Depuis près de 60 ans, les scientifiques savent que la substance chimique responsable de la réputation psychédélique des champignons magiques est un composé appelé psilocybine. Ce que nous ignorons, c’est la voie biochimique qui sous-tend ce célèbre hallucinogène.
Vous pouvez maintenant cocher cette case sur votre liste de choses à faire en chimie. Des chercheurs allemands ont identifié quatre enzymes clés impliquées dans la fabrication de la substance chimique, ce qui pourrait ouvrir la voie à la production de masse d’un produit pharmaceutique prometteur.
La psilocybine a été identifiée pour la première fois par le scientifique suisse Albert Hofmann, spécialiste de la dépression et de la dépendance. La psilocybine a été identifiée pour la première fois par le scientifique suisse Albert Hofmann en 1959, mais elle n’est revenue que récemment sur le devant de la scène en tant que moyen sûr de traiter les troubles liés à l’anxiété,
Comme les preuves s’accumulent, il pourrait être nécessaire de trouver un moyen efficace de synthétiser le composé pour l’expérimentation et la production de masse.
C’est pourquoi une petite équipe de chercheurs de l’université Friedrich Schiller d’Iéna, en Allemagne, a séquencé les génomes des espèces de champignons magiques Psilocybe cubensis et Psilocybe cyanescens afin de rechercher les composants biochimiques responsables de la construction de cette molécule psychotrope.
Ils s’en doutaient déjà, car les premiers travaux sur la biosynthèse de la molécule à l’aide de marqueurs radioactifs avaient déjà révélé l’ordre des étapes nécessaires pour transformer une molécule de tryptophane – un acide aminé essentiel – en une série de produits chimiques, pour aboutir à la psilocybine.
Bien que l’ordre soit un peu différent de ce qu’il semblait au départ, il s’avère que quatre enzymes sont responsables de l’ensemble du processus.
La connaissance de ces enzymes et des gènes qui les codent est une aubaine pour tout futur pharmacologue qui souhaiterait produire des seaux de psilocybine ou modifier la recette secrète en fonction de ses besoins.
“Nos résultats ouvrent la voie à la production hétérologue de [psilocybine] dans un endroit contrôlé à des fins pharmaceutiques, en utilisant des hôtes microbiens modifiés, si la valeur pharmaceutique redécouverte entraîne une demande accrue”, écrivent les chercheurs dans leur rapport.
Malheureusement, depuis le milieu des années 1960, la production de psilocybine à partir de champignons a été fortement réglementée, avec une réputation de drogue altérant l’esprit des fêtards plutôt que de thérapie potentielle pour les maladies mentales.
Cette situation a non seulement rendu la psilocybine plus difficile à étudier, mais son caractère de substance illicite a également dissuadé les chercheurs d’approfondir l’étude de ses bienfaits potentiels.
Après avoir pratiquement ignoré la science des substances psychédéliques pendant quatre décennies, les chercheurs ont provisoirement recommencé à étudier le comportement de substances telles que le diéthylamide de l’acide lysergique (LSD) et la psilocybine dans le cerveau.
Depuis lors, les chercheurs ont trouvé des preuves que les psychédéliques peuvent réduire les symptômes cliniques des troubles de l’humeur et des troubles affectifs, de la dépendance, et même aider des conditions douloureuses comme les maux de tête en grappe.
Plus récemment, il a été découvert que de petites doses de psilocybine peuvent être utilisées en conjonction avec une thérapie pour aider à “réinitialiser” les cerveaux lors d’une séance de conseil.

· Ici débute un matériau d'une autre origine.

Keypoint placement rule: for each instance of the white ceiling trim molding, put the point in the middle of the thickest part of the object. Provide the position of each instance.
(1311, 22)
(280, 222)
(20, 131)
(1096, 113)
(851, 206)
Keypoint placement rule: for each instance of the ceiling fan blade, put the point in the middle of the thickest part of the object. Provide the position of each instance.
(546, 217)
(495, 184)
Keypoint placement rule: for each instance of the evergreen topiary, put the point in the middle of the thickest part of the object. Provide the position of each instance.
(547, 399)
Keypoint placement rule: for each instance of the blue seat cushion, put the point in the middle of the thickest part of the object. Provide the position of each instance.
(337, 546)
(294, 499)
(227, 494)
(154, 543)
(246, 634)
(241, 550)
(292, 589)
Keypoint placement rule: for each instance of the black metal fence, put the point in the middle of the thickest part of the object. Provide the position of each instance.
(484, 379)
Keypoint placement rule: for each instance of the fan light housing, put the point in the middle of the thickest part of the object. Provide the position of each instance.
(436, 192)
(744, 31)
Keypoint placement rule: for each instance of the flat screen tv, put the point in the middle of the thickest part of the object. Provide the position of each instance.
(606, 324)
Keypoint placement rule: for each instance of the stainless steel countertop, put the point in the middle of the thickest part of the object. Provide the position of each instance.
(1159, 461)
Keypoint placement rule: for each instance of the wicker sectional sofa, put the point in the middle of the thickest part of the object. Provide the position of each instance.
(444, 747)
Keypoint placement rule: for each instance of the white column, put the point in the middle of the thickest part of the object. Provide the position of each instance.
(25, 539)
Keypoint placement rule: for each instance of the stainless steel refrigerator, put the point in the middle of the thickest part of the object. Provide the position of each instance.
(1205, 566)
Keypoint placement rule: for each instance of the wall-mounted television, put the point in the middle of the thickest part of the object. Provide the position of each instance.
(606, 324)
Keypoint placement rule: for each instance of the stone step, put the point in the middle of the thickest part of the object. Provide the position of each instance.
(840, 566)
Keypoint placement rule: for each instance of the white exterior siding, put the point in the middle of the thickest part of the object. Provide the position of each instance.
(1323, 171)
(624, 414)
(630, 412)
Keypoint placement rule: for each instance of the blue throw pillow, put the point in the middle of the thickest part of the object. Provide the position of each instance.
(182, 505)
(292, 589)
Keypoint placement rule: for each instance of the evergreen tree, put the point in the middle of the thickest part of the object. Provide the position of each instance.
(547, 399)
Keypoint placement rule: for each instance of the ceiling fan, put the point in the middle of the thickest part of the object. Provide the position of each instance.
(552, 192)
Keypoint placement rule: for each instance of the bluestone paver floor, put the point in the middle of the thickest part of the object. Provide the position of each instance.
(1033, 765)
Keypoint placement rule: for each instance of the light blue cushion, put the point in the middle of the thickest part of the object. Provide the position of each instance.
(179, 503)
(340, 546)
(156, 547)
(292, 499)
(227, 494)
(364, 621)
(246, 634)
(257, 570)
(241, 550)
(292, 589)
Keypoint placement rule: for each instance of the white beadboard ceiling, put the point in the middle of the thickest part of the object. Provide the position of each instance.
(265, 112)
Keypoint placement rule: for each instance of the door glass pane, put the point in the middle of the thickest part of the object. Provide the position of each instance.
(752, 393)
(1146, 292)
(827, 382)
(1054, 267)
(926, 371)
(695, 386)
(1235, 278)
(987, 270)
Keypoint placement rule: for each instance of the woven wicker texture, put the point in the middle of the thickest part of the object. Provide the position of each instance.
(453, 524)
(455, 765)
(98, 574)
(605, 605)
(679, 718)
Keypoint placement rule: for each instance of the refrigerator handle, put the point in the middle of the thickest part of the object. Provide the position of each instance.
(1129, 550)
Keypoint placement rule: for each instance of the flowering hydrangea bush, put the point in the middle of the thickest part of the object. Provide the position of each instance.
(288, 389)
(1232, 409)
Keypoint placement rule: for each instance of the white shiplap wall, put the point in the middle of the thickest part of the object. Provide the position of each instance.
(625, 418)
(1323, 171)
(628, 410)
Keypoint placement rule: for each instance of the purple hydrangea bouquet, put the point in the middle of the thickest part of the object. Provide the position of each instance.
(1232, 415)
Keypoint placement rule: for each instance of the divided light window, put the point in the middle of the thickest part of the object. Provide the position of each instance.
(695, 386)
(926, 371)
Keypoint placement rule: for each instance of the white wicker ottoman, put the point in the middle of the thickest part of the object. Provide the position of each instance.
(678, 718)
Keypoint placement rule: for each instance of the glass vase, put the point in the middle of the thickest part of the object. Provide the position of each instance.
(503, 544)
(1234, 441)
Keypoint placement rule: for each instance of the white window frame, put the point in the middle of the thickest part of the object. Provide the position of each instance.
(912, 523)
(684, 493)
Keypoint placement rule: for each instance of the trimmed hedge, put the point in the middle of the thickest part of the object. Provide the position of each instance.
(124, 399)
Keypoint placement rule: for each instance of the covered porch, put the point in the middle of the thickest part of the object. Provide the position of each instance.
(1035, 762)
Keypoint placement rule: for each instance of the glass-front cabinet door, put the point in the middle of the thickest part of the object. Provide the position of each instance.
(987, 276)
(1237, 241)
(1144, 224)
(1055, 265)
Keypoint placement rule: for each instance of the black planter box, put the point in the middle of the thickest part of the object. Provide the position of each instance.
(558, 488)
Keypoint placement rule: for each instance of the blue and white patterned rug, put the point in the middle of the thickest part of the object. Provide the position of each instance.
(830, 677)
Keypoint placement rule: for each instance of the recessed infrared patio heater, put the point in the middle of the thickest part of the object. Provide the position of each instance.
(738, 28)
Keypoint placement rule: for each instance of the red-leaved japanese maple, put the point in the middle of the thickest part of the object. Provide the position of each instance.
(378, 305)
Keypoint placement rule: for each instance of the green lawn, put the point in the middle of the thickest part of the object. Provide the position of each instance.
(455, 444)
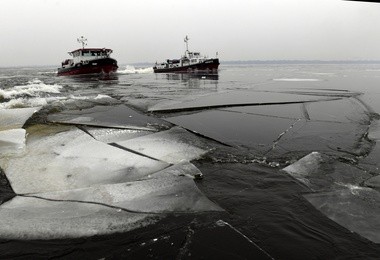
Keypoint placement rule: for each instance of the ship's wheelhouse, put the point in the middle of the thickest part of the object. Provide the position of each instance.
(83, 55)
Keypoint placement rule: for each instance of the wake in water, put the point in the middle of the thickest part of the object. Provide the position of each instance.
(132, 70)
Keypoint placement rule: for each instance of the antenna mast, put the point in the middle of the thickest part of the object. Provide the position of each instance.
(83, 41)
(187, 44)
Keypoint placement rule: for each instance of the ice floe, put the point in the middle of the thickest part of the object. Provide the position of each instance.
(16, 117)
(103, 209)
(112, 135)
(73, 159)
(119, 116)
(337, 194)
(172, 146)
(33, 88)
(34, 218)
(321, 173)
(356, 209)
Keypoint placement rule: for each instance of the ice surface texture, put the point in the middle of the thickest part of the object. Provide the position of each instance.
(337, 193)
(72, 183)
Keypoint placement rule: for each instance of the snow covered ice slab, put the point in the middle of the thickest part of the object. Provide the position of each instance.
(355, 208)
(104, 209)
(71, 160)
(16, 117)
(12, 141)
(34, 218)
(172, 146)
(111, 135)
(322, 173)
(169, 192)
(119, 116)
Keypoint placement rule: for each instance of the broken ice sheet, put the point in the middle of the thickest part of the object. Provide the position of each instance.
(112, 135)
(103, 209)
(167, 193)
(72, 159)
(321, 173)
(235, 98)
(119, 116)
(16, 117)
(34, 218)
(12, 141)
(172, 146)
(355, 208)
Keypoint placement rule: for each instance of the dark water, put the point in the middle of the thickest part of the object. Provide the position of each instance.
(258, 119)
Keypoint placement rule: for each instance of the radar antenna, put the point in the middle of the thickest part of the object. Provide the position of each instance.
(83, 41)
(187, 44)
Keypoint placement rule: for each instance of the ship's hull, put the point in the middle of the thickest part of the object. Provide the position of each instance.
(98, 66)
(207, 65)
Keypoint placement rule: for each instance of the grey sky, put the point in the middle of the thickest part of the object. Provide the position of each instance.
(41, 32)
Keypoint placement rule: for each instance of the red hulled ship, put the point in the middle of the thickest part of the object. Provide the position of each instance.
(88, 61)
(190, 62)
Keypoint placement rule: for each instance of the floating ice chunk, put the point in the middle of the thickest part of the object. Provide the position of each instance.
(103, 209)
(16, 117)
(346, 110)
(33, 218)
(172, 146)
(180, 169)
(166, 193)
(304, 167)
(357, 209)
(12, 141)
(70, 160)
(110, 135)
(119, 116)
(321, 173)
(32, 89)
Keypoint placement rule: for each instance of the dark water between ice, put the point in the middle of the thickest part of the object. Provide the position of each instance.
(257, 119)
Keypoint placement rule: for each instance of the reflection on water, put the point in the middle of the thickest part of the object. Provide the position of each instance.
(192, 80)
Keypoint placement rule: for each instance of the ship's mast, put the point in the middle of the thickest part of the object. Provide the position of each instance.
(187, 44)
(83, 41)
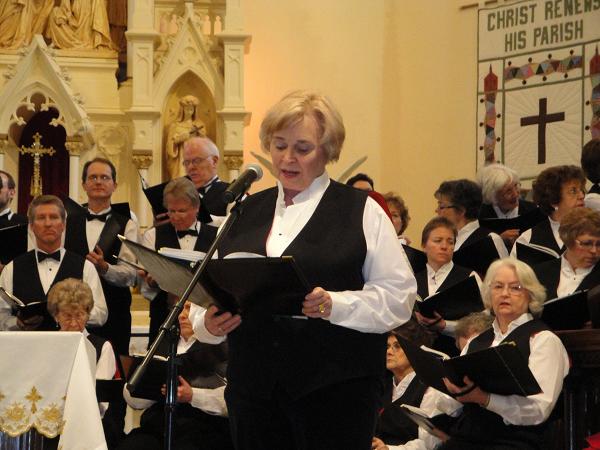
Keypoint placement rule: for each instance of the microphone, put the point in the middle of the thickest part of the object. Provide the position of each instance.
(240, 186)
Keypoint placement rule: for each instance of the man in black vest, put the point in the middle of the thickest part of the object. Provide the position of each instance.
(200, 160)
(183, 231)
(7, 193)
(31, 275)
(93, 235)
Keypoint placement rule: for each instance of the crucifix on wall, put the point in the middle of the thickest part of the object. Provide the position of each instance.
(36, 151)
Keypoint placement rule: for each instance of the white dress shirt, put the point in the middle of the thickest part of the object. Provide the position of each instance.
(511, 214)
(469, 229)
(8, 213)
(435, 279)
(211, 401)
(425, 441)
(389, 292)
(549, 364)
(120, 274)
(186, 242)
(47, 270)
(525, 237)
(570, 278)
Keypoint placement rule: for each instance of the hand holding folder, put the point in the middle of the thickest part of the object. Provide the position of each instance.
(274, 286)
(499, 370)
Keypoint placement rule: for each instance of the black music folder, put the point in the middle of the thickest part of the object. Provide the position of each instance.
(156, 374)
(464, 297)
(14, 242)
(416, 258)
(478, 256)
(154, 194)
(24, 310)
(521, 223)
(500, 370)
(273, 285)
(570, 312)
(533, 254)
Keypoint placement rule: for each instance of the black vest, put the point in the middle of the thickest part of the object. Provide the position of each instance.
(487, 211)
(479, 425)
(549, 275)
(393, 426)
(117, 328)
(26, 279)
(304, 355)
(542, 234)
(213, 198)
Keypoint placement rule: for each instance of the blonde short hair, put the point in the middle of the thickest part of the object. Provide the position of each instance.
(296, 105)
(70, 293)
(527, 279)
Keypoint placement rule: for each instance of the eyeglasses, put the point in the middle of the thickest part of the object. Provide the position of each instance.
(442, 207)
(103, 178)
(68, 317)
(588, 245)
(194, 162)
(513, 289)
(575, 191)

En ce qui concerne les risques, les plus gros problèmes auxquels les consommateurs de champignons magiques sont actuellement confrontés sont les suivants : se tromper de mycologie et choisir un spécimen toxique dans la nature, trouver des spécimens qui contiennent trop peu (ou trop) de composés actifs à leur goût, ou se comporter de manière dangereuse sous l’influence de la drogue.
“Les champignons magiques sont l’une des drogues les plus sûres au monde”, a récemment déclaré Adam Winstock, consultant en psychiatrie des dépendances, à Olivia Solon du Guardian.

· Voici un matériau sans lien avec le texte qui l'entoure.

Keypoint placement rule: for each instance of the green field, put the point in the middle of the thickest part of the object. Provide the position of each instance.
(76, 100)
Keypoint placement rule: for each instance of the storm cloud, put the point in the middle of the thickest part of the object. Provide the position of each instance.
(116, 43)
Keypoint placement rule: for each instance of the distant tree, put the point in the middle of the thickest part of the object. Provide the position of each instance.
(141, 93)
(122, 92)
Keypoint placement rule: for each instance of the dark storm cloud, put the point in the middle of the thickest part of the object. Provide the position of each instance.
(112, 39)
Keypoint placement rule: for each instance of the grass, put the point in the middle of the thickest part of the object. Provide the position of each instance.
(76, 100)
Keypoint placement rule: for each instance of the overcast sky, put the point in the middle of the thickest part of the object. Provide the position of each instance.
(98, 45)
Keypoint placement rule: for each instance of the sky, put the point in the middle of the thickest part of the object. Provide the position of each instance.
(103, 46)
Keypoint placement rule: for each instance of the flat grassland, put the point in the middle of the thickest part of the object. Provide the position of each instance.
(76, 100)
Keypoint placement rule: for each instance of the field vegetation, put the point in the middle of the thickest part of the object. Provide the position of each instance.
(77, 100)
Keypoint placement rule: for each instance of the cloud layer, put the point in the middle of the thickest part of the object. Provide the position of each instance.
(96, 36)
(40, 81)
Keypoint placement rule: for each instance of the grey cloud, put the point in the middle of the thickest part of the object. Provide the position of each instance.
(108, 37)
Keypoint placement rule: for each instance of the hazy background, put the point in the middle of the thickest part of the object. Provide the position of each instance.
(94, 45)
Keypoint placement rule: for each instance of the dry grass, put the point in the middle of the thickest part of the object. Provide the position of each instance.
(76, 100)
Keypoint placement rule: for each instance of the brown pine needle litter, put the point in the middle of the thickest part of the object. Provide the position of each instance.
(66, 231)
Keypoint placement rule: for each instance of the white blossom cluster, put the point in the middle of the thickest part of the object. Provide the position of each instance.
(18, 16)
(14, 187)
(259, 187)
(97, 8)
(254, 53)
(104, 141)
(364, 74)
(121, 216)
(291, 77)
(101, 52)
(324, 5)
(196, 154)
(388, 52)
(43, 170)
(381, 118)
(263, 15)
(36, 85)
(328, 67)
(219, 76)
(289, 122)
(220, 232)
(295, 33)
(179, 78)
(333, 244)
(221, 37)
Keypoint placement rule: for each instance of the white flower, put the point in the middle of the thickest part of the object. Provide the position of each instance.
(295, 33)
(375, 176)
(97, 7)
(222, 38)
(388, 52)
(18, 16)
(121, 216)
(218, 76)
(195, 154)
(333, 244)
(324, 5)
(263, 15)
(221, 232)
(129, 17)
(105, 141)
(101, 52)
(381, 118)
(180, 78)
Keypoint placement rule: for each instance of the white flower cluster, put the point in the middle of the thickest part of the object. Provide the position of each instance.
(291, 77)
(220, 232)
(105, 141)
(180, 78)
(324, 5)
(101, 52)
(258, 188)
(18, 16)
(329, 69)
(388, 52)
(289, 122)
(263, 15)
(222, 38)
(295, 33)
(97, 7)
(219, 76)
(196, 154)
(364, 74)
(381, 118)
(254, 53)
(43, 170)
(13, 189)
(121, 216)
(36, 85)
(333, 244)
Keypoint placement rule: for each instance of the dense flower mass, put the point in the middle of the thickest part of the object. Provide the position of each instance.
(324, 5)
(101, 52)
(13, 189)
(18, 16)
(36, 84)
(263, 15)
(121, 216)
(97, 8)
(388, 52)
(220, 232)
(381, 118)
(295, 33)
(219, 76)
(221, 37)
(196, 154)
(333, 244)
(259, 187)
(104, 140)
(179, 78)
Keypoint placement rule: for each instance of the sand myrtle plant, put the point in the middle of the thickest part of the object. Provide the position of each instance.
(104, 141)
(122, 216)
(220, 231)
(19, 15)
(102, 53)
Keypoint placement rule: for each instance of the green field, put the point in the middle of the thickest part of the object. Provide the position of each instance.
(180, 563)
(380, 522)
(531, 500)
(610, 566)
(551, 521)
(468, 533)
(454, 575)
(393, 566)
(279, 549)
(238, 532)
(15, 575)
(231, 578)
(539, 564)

Comparé à d’autres substances illicites comme le LSD, la cocaïne et la MDMA, le risque de préjudice lié à la prise de psilocybine est au moins cinq fois moins élevé.
Malgré toutes ses promesses, même les essais cliniques les plus avancés ne porteront pas leurs fruits avant plusieurs années.
Si, ou quand, la psilocybine est approuvée en tant que médicament sûr et efficace, il est bon de savoir que les bases ont été jetées pour un processus de production bon marché et efficace.
Cette recherche a été publiée dans Angewandte Chemie.